From: UC Davis Comprehensive Cancer Center
UC Davis researchers have shown that radiation therapy following surgery benefits older patients more than their younger counterparts, a surprising finding that could change the way some patients are treated for soft tissue sarcomas (STS).
The study, published today in the journal Anticancer Research, used data from the Surveillance, Epidemiology, and End Results (SEER) program to assess whether radiation treatments after surgery improved disease-specific and overall survival in patients with non-metastatic sarcomas.
They found that radiation did increase survival compared to surgery alone, but the improvements mostly benefited patients 65 and older. This is the first time these outcomes have been analyzed on such a granular level, factoring in both age and cancer subtype.
“We found that older patients had a survival benefit with radiation, but in younger patients, many of those benefits went away,” said Robert Canter, associate professor in the Department of Surgery and principal investigator on the paper. “It seems that older patients respond better to the combination of surgery and radiation.”
There are more than 50 different types of soft-tissue sarcomas, which develop in muscles, fat and other cell types. While these conditions are generally treated surgically, it was not clear whether radiation therapy after surgery improved survival.
To clarify the issue, Canter and colleagues crunched data from SEER, which has gathered detailed cancer statistics since the 1970s. Analyzing data collected between 1990 and 2011, the team identified 15,380 non-pediatric patients with non-metastatic STS who were treated with surgery alone or with surgery and radiation.

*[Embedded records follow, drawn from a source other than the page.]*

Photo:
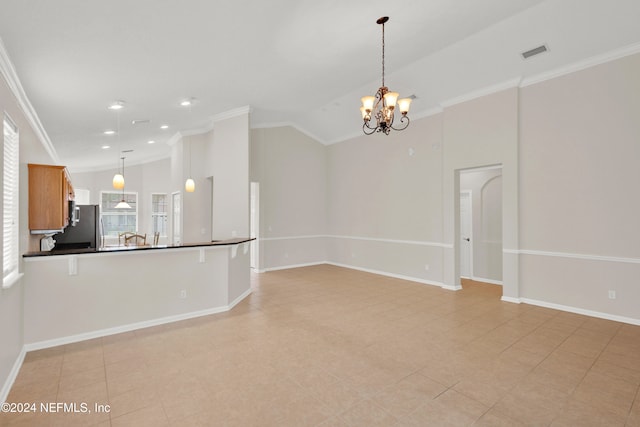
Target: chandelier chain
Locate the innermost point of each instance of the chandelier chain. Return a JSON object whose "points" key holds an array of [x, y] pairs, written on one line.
{"points": [[383, 54]]}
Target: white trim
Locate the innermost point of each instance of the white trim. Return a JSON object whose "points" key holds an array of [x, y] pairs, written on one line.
{"points": [[406, 242], [9, 72], [582, 65], [230, 114], [582, 311], [239, 299], [367, 239], [490, 281], [11, 280], [268, 239], [489, 90], [13, 374], [573, 256], [286, 267], [133, 326], [385, 273]]}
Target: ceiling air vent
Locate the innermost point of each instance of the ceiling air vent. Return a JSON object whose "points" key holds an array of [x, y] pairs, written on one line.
{"points": [[535, 51]]}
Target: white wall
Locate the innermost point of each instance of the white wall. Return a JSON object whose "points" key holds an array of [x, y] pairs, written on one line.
{"points": [[196, 206], [292, 171], [568, 151], [12, 299], [227, 161], [114, 292], [579, 204], [384, 208]]}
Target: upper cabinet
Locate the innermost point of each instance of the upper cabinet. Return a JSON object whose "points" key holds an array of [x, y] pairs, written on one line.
{"points": [[50, 192]]}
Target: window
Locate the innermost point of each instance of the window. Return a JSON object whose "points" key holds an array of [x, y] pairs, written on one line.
{"points": [[11, 172], [159, 204], [114, 220]]}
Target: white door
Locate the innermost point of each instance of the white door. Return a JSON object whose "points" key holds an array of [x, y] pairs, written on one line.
{"points": [[466, 263], [177, 221]]}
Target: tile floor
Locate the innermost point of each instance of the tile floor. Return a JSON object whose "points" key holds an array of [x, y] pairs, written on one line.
{"points": [[327, 346]]}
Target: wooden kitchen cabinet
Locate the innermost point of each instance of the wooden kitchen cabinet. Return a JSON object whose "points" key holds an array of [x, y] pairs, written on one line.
{"points": [[50, 191]]}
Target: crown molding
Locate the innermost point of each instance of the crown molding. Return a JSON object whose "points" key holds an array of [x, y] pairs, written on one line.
{"points": [[11, 77], [509, 84], [582, 65], [236, 112]]}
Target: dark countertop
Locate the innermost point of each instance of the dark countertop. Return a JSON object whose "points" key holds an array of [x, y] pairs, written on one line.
{"points": [[111, 249]]}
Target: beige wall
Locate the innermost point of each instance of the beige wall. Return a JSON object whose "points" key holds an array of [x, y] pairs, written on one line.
{"points": [[579, 178], [291, 169], [12, 299], [384, 210], [227, 161], [568, 150]]}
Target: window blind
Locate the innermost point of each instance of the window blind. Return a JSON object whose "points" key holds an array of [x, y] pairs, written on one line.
{"points": [[11, 200]]}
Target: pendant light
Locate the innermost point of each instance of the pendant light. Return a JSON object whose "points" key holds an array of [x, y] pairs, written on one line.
{"points": [[382, 106], [118, 178], [190, 184], [122, 204]]}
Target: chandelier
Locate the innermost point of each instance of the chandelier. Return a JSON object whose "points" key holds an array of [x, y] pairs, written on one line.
{"points": [[382, 106]]}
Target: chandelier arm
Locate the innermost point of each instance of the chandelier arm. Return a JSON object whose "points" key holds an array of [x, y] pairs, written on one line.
{"points": [[402, 120], [365, 126]]}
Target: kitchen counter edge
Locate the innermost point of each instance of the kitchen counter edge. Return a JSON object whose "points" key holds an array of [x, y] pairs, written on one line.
{"points": [[112, 249]]}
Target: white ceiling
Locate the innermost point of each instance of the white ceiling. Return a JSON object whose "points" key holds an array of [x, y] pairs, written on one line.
{"points": [[292, 61]]}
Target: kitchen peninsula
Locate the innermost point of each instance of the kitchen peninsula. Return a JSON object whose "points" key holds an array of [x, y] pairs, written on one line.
{"points": [[77, 294]]}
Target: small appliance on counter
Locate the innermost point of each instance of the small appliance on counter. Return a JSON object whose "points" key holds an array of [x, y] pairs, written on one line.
{"points": [[47, 243]]}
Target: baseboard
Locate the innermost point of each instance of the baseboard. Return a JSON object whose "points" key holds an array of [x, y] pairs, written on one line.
{"points": [[287, 267], [582, 311], [490, 281], [385, 273], [132, 326], [6, 388], [240, 298]]}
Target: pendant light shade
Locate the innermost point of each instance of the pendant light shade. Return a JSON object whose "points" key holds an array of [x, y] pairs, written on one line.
{"points": [[118, 181], [123, 205]]}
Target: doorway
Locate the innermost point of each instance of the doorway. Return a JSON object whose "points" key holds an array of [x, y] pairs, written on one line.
{"points": [[479, 236], [466, 232]]}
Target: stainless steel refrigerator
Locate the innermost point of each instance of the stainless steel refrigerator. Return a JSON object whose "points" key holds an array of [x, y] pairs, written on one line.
{"points": [[85, 234]]}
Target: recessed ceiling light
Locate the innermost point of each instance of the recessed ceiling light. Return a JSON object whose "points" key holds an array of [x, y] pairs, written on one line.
{"points": [[118, 105]]}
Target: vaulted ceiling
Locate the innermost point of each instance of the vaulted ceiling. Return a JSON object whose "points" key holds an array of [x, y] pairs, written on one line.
{"points": [[292, 61]]}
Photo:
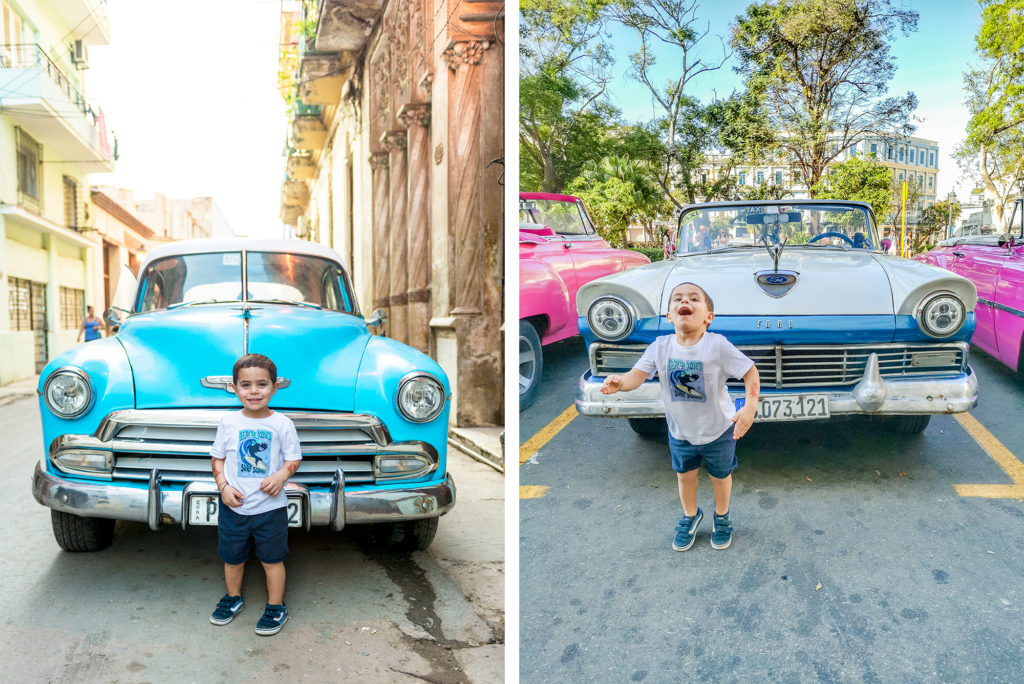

The group pulled data on the tumor site, grade, size, cancer subtype and year of diagnosis, as well as the patient’s age, gender and other demographic information.
The team found significant improvements in overall survival and disease-specific survival in older patients across the majority of sarcomas. This was particularly true of the 12 major STS subtypes, including rhabdomyosarcoma, fibrosarcoma and synovial sarcoma. Younger patients benefited much less from radiation.
These results were somewhat surprising, as the researchers expected radiotherapy to primarily improve survival for younger patients.
“We were thinking it would be the opposite,” said Canter. “If the benefit is immune-mediated, younger patients should respond better since they have stronger immune systems.”
While younger patients did not receive the same level of benefit from radiotherapy as the older groups, they still had better overall and disease-specific survival from STS. The improvements among the older groups were compared to other older patients with similar disease who did not receive radiation.
Canter notes that more work must be done to validate the findings and illuminate the mechanisms that drive these age-related radiotherapy benefits. However, the work does offer a path to improve STS treatments for older patients.
“We sometimes don’t want to treat older people with radiation because we’re worried about the side effects,” said Canter. “However, these results indicate these patients should really be receiving it if they are candidates.”
Other authors include N.K. Yuen, Chin-Shang Li, Arta M. Monjazeb and Richard J. Bold at UC Davis and Dariusz Borys at Loyola University.